This article is based on a presentation at the Fall 2023 Accounting & Finance Forum on Data with Dignity by Chad Dau, Associate Vice President – Decision Analytics and Optimization at Lilly.
AI-driven resource allocation is quickly becoming one of the most common applications of artificial intelligence in the business world, and for good reason. Leveraging data to make decisions about how resources are applied is tremendously attractive for organizations like pharmaceutical company Eli Lilly, that are continually looking for opportunities to make efficiency gains and optimize costs.
But AI-driven decision making isn’t exclusively upside, says Chad Dau, Associate Vice President of Decision Analytics and Optimization at Lilly. Introducing AI into decision-making processes poses an entirely new set of risks, and organizations may not be aware of the growing challenges for responsible use of AI.
“AI modeling tends to focus on short-term impacts and proximal drivers, and leaves out the complexity of interactions between decision makers,” says Dau. “When those things are ignored, you can build biases into your models that affect people’s lives and health.”
AI can inadvertently steer companies toward decisions that will improve the short-term bottom line but hinder long-term growth—or drive behaviors that don’t align with company values or culture. At its worst, AI can unknowingly reinforce existing systemic prejudices.
In his work in advanced analytics and data sciences at Lilly, Dau and his team build AI-driven models that attempt to accurately portray the complexity of the world and proactively prevent the inherent bias that can be perpetuated by the technology.
Leveraging AI-Driven Decision Making
Marketing spend is a useful example to understand how an AI-driven decision-making model works. In a traditional human-centric process, marketing dollars are allocated based on a financial feedback loop: a decision about spend is made, the decision is executed, revenue is impacted positively or negatively, and that information informs future decisions with an added layer of human discernment that understands and accounts for context and nuance.
In an AI-driven process, a model is built based on an available data set, the AI triggers a suggestion for marketing spend, the suggestion is executed, revenue is impacted positively or negatively, the financial data feeds back into the model to trigger more suggestions, the machine learning gets smarter, and so on.
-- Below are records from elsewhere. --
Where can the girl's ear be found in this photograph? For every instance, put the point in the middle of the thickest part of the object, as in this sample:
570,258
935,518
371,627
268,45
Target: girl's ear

But if the model produces an erroneous assumption, or the data the model was built on is inherently biased in some way, the entire system can become prejudiced as the machine learning is trained on biased data over time. Two primary examples of this phenomenon are referred to as AI operational bias and framing bias.
Identifying Bias in AI
AI operational bias, or cost-cutting bias, can creep into a model when a business attempts to make efficiency gains or outsource a business function. Often, a backlog of cases or the cost of human-in-the-loop review for gray-area outputs (think things like flagged transactions from expense reports), can push businesses to outsource.
Shortages in expertise lead to smaller, less diverse human feedback to train the model—and less diverse, less experienced human feedback that’s divergent from an organization’s culture can shift the algorithm.
“You have to ask yourself, ‘What biases are you bringing in when you start outsourcing or trying to make things more efficient?’” says Dau. “There’s a great deal of gray area in business that needs human review, and data can be going into the algorithm that you don’t want to see. Or the model may not be catching anomalies and then it never learns.”
Framing bias describes the situations where a model doesn’t account for all stakeholders and competing interests within a complex system.
To return to the marketing example, if Lilly wanted to model revenue projections for the launch of an infusion medication, dozens of factors might determine whether a patient ultimately receives the drug they need—the recommendation of the physician and patient’s level of trust in the provider, insurance hurdles, how much it costs, their ability to take time off work to get the treatment, new evidence or promotional activities, and the influence or their peers, just to name a few.
Taking even these factors into account, an AI algorithm may advise pulling investments away from an inner city community or lower income area because projected revenue is low. But having additional context might show that the area is actually a transportation or healthcare desert—and that patients aren’t getting the medication they need because of existing systemic issues like inadequate access to transportation or an infusion center. Without that nuance, the AI would encourage decision making that’s contrary to Lilly’s long-term organizational values and would encourage them to overlook opportunities for valuable initiatives like a patient transportation assistance program.
“If you don’t take complexity into account and only measure proximal effects, you can truly make the world a worse place to be,” emphasizes Dau.
Mitigating Bias with Responsible AI
AI-driven decision making should not be used as a quick fix to make efficiency gains or cut costs without responsible planning and oversight. Data scientists should take the time to map out an entire system in all its complexity to understand the implications of abstraction before they ever begin building the model, says Dau.
“By abstracting out, are you creating inequity? Are you funding something that could be encouraging inequity? That matters,” says Dau.
Additionally, data scientists must be cognizant of how data was collected.
“I guarantee you that every data set you work with is going to be biased, and it might not be clear how that is. If you don’t figure it out and take steps to mitigate bias you’re going to find out the hard way.”